Facebook AI Research is open-sourcing PyTorch-BigGraph, a distributed system that can learn embeddings for graphs with billions of nodes.
A graph is a data structure that represents relationships (or edges) between entities (or nodes). For example, Facebook's social graph represents the friendships between real people. One challenge of using a graph as input to machine learning is that the size of the data structure is proportional to the square of the number of entities. Using such a data structure as an input for machine learning can lead to extremely large models. Similar problems occur in natural language processing (NLP), and one common solution is to use an embedding as the first stage in the model.
An embedding is a mapping from a vector space with higher dimensions to one with fewer, that preserves some feature of the original space. NLP tasks often use a word embedding such as word2vec; in this embedding, the coordinates for words with similar meaning are closer to each other than to words with different meanings. Similarly, in a graph embedding, nodes that share an edge would have coordinates closer to each other than to nodes with no shared edge. Once an embedding is created, it can be used by machine learning tasks to transform input data into a more compact form, making the subsequent model much simpler. Graph embeddings often map from an original space with millions of dimensions into one with fewer than one thousand.
However, embeddings themselves are constructed from a deep-neural-network (DNN) trained using unsupervised learning techniques, and the large space of the input data makes that task difficult: training takes a long time, and the DNN model has so many parameters that they may not fit into the memory of the server performing the training.
To overcome the latter problem, PyTorch-BigGraph (PBG) divides the nodes of the graph into multiple partitions, sized such that two partitions can fit into a machine's memory. The edges are partitioned into "buckets", with a bucket containing the edges that connect nodes from one partition with the nodes from another partition. Training is performed on one bucket at a time. The training can be done on one machine, or across multiple machines using distributed training to decrease training time.

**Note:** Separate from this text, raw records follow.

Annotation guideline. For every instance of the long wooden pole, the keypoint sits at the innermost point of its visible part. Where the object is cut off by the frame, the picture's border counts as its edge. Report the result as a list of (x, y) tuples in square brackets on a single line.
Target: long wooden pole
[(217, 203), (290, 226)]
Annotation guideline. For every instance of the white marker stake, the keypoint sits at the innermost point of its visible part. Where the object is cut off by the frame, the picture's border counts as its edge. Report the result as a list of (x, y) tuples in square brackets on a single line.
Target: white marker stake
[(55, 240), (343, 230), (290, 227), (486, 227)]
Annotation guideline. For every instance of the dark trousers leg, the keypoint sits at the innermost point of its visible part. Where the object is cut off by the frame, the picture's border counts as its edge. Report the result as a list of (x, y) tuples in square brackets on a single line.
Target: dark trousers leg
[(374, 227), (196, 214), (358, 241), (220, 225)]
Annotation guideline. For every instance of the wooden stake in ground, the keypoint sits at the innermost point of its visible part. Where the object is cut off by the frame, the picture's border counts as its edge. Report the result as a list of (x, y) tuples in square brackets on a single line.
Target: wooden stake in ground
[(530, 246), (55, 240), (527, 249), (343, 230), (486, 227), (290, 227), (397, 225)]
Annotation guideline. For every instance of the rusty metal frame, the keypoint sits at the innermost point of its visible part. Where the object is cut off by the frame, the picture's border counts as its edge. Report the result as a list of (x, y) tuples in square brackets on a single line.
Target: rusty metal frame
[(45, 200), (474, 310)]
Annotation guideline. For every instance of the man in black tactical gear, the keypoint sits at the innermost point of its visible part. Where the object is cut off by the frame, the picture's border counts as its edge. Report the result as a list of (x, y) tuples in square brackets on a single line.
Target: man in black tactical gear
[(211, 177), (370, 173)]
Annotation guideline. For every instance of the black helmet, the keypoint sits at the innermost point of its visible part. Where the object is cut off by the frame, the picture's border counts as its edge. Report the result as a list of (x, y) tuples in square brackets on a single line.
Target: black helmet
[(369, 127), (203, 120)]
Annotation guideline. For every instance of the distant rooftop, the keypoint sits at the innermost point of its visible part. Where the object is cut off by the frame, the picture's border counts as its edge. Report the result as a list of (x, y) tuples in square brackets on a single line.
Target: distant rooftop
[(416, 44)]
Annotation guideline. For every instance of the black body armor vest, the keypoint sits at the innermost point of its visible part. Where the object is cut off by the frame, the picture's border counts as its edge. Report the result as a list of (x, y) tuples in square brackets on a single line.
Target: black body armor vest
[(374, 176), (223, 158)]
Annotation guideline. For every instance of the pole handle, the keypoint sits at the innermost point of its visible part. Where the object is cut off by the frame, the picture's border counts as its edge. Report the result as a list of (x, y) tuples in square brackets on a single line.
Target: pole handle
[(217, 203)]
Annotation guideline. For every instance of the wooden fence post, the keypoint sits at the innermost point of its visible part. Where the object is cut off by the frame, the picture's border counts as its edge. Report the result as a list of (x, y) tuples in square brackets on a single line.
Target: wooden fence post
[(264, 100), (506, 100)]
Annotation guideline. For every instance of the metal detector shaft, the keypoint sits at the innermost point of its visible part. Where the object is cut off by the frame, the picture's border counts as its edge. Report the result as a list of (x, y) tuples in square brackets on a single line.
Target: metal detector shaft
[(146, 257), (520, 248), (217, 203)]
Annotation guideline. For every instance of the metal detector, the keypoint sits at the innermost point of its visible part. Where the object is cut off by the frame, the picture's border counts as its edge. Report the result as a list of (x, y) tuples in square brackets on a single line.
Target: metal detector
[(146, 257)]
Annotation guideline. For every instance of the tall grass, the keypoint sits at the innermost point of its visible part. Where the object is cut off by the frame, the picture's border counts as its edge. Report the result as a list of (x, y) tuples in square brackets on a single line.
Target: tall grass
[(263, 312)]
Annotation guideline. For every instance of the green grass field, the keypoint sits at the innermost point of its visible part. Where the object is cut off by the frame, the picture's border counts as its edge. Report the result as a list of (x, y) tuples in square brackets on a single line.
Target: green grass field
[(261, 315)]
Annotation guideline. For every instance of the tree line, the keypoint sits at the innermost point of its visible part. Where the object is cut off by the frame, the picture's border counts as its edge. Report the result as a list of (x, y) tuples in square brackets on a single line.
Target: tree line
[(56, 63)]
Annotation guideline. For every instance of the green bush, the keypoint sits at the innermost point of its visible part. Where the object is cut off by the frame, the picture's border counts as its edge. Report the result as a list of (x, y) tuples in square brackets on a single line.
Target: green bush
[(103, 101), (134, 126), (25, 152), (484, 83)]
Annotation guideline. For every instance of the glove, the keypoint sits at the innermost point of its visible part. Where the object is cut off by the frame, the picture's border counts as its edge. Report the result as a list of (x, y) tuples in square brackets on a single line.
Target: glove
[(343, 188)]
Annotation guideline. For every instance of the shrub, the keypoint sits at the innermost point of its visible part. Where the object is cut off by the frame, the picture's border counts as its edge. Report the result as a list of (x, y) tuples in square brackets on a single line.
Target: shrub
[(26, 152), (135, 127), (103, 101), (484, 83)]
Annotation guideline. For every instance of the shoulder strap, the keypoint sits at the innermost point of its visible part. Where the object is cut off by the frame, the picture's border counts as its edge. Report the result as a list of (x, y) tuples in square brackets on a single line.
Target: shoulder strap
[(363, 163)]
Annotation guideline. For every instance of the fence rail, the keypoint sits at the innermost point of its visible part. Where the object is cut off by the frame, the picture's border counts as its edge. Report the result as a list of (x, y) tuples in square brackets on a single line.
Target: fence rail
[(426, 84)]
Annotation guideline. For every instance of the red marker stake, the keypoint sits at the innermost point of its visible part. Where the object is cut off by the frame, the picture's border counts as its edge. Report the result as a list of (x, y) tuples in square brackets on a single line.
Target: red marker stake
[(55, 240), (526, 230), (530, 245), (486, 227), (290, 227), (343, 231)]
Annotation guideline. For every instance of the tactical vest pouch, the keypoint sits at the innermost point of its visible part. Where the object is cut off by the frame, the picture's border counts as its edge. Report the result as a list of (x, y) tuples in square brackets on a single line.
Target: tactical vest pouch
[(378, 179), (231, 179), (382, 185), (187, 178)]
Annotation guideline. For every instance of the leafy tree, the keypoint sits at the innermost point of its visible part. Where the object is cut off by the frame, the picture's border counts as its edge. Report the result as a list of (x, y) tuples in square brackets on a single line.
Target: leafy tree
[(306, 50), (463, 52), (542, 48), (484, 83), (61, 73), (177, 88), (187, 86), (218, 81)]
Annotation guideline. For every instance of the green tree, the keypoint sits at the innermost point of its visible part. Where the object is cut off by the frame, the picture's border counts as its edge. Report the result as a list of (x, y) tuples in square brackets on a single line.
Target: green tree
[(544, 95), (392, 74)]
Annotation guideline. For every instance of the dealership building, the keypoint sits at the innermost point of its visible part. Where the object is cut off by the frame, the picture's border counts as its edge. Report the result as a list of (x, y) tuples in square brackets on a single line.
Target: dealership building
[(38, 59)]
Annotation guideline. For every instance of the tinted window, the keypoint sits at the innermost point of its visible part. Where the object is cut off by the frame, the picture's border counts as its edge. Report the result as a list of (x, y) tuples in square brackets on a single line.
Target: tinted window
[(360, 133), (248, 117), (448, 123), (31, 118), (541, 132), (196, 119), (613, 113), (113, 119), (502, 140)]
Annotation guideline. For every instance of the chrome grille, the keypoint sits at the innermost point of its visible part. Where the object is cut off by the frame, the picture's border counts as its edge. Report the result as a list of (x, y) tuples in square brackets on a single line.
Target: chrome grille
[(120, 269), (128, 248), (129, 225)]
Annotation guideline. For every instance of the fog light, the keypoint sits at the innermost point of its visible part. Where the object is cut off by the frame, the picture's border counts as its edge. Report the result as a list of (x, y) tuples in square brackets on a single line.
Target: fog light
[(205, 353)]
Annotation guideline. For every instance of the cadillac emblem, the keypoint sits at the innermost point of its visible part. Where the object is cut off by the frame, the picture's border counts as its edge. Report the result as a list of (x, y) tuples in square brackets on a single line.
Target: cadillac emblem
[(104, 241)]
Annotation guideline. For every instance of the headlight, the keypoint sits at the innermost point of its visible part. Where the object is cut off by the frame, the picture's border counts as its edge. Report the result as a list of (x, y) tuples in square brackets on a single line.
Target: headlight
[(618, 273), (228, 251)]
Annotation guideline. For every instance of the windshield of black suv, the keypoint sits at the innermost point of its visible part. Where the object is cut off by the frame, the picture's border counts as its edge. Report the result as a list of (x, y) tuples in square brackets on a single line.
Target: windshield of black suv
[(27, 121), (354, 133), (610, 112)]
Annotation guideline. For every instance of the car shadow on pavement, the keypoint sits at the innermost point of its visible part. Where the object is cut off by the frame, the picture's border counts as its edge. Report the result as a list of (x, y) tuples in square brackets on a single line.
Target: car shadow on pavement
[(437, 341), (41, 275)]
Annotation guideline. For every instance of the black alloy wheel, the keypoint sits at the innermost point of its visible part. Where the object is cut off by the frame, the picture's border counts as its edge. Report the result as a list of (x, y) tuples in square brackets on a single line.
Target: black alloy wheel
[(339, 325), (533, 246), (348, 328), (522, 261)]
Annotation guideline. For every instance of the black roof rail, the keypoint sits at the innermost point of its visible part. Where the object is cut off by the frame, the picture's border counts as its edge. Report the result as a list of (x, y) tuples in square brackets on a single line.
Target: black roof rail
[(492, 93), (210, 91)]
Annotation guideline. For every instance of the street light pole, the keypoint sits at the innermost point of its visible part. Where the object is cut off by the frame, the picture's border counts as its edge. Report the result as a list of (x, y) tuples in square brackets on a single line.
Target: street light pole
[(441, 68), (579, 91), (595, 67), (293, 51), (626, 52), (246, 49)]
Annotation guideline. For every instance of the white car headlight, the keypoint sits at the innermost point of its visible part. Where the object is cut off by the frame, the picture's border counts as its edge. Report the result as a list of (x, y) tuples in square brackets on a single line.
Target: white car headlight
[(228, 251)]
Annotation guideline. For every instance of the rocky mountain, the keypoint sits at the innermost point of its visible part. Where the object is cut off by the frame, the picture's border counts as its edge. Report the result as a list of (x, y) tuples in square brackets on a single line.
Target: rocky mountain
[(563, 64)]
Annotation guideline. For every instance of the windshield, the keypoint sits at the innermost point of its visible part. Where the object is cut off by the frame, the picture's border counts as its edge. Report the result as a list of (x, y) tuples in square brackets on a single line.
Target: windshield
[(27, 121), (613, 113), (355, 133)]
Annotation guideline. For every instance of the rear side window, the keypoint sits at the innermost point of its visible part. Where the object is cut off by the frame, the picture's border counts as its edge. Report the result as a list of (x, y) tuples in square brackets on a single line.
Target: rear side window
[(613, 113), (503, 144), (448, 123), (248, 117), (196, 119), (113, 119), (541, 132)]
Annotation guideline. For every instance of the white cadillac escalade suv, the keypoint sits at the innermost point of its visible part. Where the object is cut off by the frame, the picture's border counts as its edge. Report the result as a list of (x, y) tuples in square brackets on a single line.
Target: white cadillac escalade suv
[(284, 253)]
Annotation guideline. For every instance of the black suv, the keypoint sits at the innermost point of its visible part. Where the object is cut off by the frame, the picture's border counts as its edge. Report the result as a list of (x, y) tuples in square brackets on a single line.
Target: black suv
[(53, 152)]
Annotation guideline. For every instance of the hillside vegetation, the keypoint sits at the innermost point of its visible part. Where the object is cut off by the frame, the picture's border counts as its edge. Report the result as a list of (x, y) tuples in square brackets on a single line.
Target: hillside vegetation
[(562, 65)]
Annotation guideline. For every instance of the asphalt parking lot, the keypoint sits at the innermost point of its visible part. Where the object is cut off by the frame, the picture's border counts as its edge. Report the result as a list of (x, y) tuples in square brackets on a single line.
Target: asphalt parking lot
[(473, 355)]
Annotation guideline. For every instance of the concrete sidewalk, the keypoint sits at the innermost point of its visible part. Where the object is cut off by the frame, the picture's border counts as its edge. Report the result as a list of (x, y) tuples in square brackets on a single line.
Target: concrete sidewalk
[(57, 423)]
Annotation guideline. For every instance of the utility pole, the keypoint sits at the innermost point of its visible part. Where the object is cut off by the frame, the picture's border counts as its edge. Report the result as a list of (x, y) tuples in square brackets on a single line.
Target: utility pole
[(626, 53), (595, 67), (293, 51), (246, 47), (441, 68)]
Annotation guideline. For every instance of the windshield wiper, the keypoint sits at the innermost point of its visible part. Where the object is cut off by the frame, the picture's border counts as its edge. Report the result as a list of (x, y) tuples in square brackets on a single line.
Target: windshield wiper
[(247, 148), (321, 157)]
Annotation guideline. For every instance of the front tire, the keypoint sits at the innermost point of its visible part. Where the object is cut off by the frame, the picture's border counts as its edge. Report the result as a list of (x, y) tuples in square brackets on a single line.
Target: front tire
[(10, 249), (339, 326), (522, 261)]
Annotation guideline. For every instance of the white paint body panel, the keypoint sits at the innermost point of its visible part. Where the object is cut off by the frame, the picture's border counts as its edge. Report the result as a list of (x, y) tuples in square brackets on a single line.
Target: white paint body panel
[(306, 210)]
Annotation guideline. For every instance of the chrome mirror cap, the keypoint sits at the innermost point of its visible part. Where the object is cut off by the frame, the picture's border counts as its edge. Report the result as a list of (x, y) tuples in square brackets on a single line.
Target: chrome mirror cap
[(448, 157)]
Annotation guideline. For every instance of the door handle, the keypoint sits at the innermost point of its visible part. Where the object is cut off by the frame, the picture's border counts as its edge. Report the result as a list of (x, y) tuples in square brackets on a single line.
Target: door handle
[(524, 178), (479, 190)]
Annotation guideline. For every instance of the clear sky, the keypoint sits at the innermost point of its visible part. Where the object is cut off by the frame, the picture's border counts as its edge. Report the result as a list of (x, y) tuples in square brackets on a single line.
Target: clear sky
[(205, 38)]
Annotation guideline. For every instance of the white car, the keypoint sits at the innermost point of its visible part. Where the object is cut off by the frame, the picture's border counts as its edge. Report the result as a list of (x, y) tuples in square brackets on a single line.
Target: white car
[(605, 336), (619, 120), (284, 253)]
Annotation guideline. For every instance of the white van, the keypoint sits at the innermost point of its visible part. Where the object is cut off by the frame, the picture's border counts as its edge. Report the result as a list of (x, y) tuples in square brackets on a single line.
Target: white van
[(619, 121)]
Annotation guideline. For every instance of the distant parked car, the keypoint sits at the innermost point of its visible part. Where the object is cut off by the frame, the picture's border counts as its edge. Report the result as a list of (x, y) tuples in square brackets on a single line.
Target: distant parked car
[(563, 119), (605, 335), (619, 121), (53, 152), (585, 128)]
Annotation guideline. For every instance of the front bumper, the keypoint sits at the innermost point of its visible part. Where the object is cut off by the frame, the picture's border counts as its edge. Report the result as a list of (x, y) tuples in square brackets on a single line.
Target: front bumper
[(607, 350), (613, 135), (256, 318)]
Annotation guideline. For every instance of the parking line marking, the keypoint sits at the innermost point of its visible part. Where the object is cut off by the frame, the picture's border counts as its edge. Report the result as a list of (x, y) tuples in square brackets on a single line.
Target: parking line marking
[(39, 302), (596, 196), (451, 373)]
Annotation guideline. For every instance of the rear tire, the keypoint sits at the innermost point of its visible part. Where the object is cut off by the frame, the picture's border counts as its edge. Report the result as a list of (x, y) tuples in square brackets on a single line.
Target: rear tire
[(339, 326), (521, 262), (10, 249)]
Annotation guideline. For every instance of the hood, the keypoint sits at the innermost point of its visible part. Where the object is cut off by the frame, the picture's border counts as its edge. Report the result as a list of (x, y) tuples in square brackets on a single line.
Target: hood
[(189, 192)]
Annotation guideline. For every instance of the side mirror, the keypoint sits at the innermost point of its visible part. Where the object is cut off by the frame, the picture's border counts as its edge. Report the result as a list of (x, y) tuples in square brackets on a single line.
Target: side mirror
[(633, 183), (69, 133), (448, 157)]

In a paper that was presented at the recent SysML Conference, experimental results on publicly available social graph data sets show that "PBG outperforms competing methods," such as DeepWalk and MILE.
In addition to releasing the source code, Facebook has also published a pre-trained model containing embeddings of the full WikiData graph. This model contains 78 million entities mapped into a 200-dimensional vector space. Facebook hopes that their work "encourages practitioners to release and experiment with even larger data sets."